The sense of bleak consequence is heightened by the fact that you're only ever allowed to play the game once, with there being no option to replay through the story (unless, of course, you want to get smart and disallow cookies, in which case you're free to see the apocalypse play out as many times as you desire).
It's no surprise that such bleakness hasn't worked its way into the mainstream - sadness, after all, doesn't really sell - but it's a shame that it's not at least a part of the make-up of more popular games.
Some have dabbled with introducing more complex emotions into their mechanics - Shenmue, with its long afternoons of aimless wandering waiting for something to happen, toyed brilliantly with the boredom of a teenage existence, while more recently Red Dead Redemption worked the quiet complacency of domestic life into its play to excellent effect. Both those games' power to linger, for me, comes from their willingness to evoke emotions that go beyond a simple thrill.
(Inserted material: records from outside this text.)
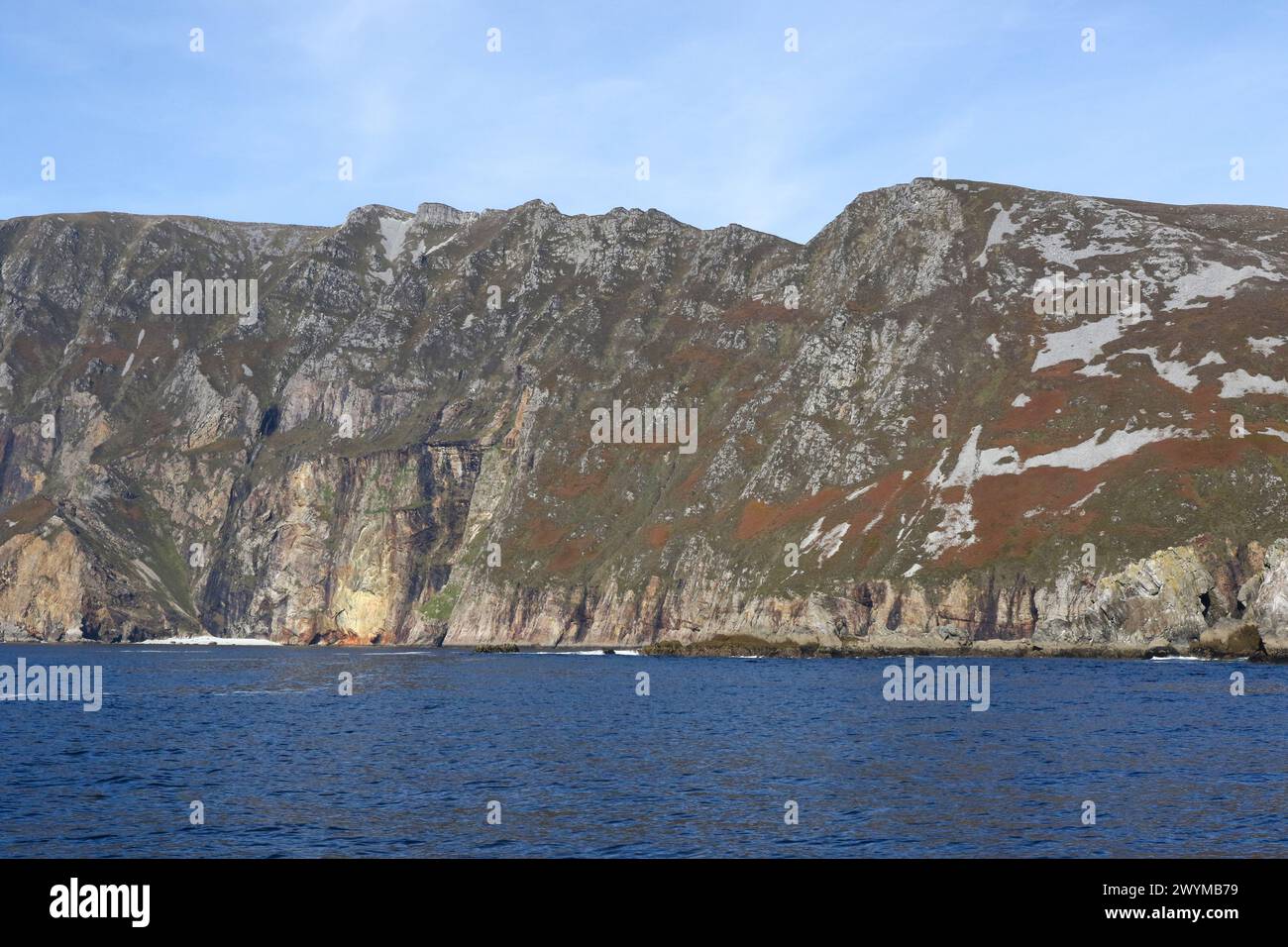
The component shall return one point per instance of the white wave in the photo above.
(211, 639)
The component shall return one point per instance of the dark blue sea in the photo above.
(581, 766)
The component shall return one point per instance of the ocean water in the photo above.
(583, 766)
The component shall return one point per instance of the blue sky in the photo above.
(735, 129)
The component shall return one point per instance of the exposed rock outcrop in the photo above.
(897, 445)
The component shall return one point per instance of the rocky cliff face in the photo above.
(903, 431)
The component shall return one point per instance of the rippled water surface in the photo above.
(581, 766)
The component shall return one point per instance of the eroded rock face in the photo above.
(1269, 595)
(893, 442)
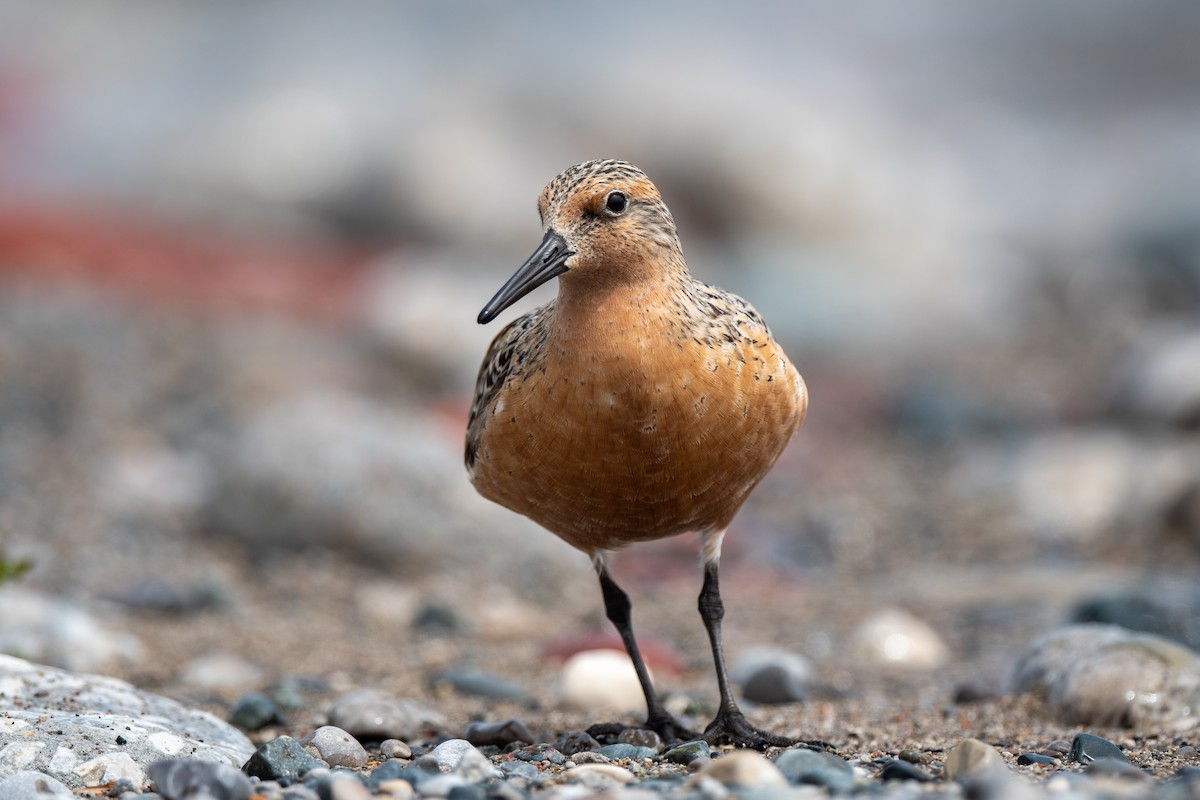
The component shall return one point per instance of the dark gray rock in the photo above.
(625, 751)
(898, 770)
(539, 753)
(499, 734)
(1026, 759)
(1086, 749)
(187, 779)
(255, 711)
(282, 759)
(478, 683)
(576, 741)
(803, 765)
(688, 752)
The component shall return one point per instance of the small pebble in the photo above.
(631, 752)
(641, 738)
(499, 734)
(741, 768)
(478, 683)
(802, 765)
(688, 752)
(898, 770)
(576, 741)
(1086, 749)
(587, 773)
(336, 747)
(1057, 749)
(450, 752)
(972, 758)
(395, 749)
(540, 753)
(280, 759)
(1026, 759)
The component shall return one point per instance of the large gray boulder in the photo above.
(89, 729)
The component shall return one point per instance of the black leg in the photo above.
(618, 608)
(730, 727)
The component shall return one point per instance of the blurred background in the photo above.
(243, 247)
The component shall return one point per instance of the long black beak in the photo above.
(547, 262)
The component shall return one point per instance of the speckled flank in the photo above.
(639, 404)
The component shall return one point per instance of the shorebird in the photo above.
(640, 403)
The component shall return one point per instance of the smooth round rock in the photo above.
(371, 715)
(895, 638)
(769, 675)
(741, 769)
(450, 752)
(336, 747)
(972, 758)
(815, 768)
(475, 768)
(598, 680)
(395, 749)
(1107, 675)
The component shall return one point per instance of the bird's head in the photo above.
(604, 222)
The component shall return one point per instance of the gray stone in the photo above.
(499, 734)
(641, 738)
(395, 749)
(803, 765)
(478, 683)
(576, 741)
(1107, 675)
(475, 768)
(255, 711)
(28, 785)
(336, 747)
(771, 675)
(1086, 749)
(540, 753)
(972, 758)
(183, 779)
(688, 752)
(450, 752)
(625, 751)
(371, 715)
(54, 631)
(281, 759)
(113, 729)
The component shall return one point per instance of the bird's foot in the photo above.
(670, 729)
(732, 728)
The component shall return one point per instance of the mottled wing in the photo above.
(505, 358)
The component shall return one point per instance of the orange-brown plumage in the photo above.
(640, 403)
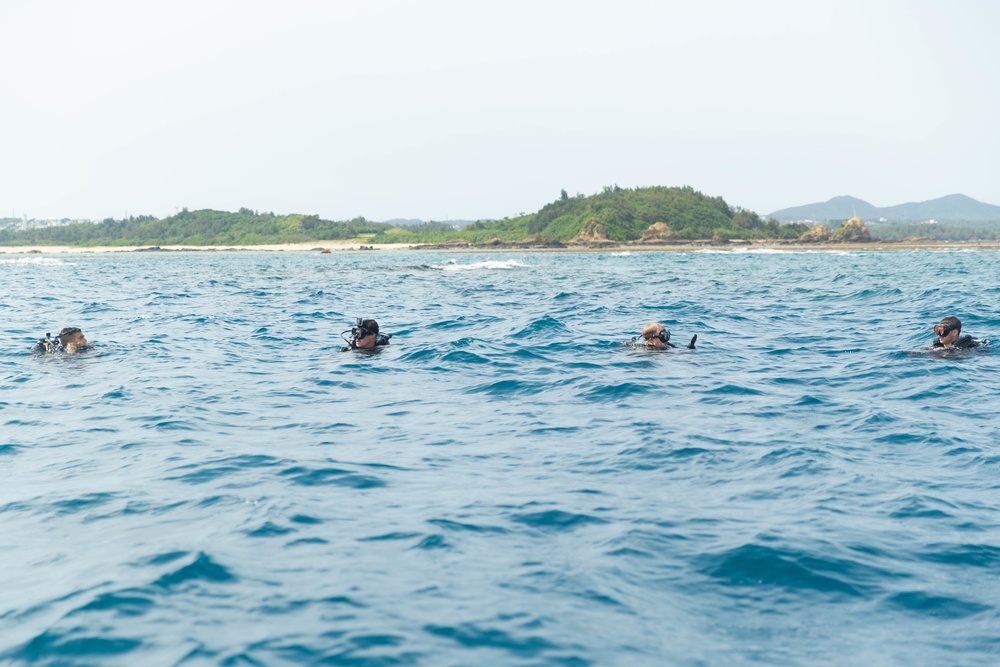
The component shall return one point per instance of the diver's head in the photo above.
(72, 339)
(365, 334)
(948, 330)
(656, 336)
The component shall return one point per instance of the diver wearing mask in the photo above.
(949, 333)
(364, 336)
(658, 338)
(69, 341)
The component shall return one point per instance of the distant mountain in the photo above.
(952, 208)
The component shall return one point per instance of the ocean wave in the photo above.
(35, 261)
(488, 265)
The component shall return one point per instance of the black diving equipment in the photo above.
(47, 345)
(359, 331)
(664, 337)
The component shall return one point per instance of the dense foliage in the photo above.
(943, 231)
(624, 214)
(204, 227)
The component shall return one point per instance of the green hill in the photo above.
(204, 227)
(624, 214)
(617, 214)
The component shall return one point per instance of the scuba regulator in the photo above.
(362, 329)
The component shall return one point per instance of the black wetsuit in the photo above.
(966, 342)
(46, 346)
(380, 340)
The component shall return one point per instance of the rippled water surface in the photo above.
(505, 484)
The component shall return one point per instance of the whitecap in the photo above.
(452, 265)
(39, 261)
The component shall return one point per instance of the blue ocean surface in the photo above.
(506, 483)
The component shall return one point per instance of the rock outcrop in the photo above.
(818, 234)
(852, 231)
(657, 232)
(592, 232)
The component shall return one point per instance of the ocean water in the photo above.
(506, 483)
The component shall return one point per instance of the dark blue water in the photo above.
(505, 484)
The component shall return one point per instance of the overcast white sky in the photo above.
(467, 109)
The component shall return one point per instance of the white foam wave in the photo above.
(39, 261)
(491, 265)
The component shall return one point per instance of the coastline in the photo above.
(331, 247)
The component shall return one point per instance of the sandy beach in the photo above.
(321, 246)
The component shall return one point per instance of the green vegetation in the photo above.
(943, 231)
(624, 214)
(205, 227)
(620, 214)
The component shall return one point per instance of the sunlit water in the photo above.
(505, 484)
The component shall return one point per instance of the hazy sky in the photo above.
(477, 109)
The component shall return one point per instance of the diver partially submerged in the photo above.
(69, 341)
(657, 337)
(364, 335)
(949, 333)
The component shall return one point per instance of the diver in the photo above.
(949, 333)
(69, 341)
(364, 335)
(657, 337)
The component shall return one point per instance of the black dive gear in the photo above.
(966, 342)
(664, 337)
(359, 331)
(47, 345)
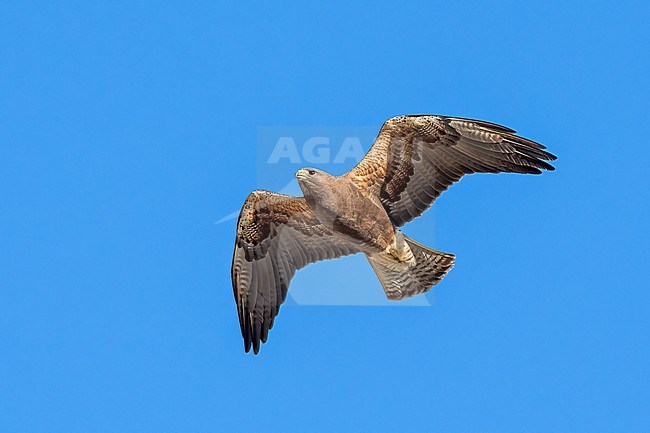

When a blockbuster game dares to play with more complex feelings, they've often elevated themselves above their competition. Much of Dark Souls' power comes not just from the reward of player skill and its smart, slow sense of progression but from the strange, hostile and infinitely complex world that it conjures, and the sense it evokes of being a wanderer lost amidst a backdrop of suffering. It is not, by any stretch, a feel-good experience.
And then there's the master of melancholy, Shadow of the Colossus, a game whose greatness comes from how it works its downbeat mood into every second of its play. The exploration is infused with a sense of hopeless isolation, and the violence it asks of you goes beyond provoking a feeling of guilt - each thrust of the sword into the skull of a wandering beast becomes charged with a certain sadness.
It's enough to elevate what's essentially a boss rush set in an open world into an experience that, towards the climax, is almost devastating. Games, quite often, are toys, and I wouldn't want that playful, essential vein to ever end - but I think it's worthwhile that every now and then they try to be something else, too.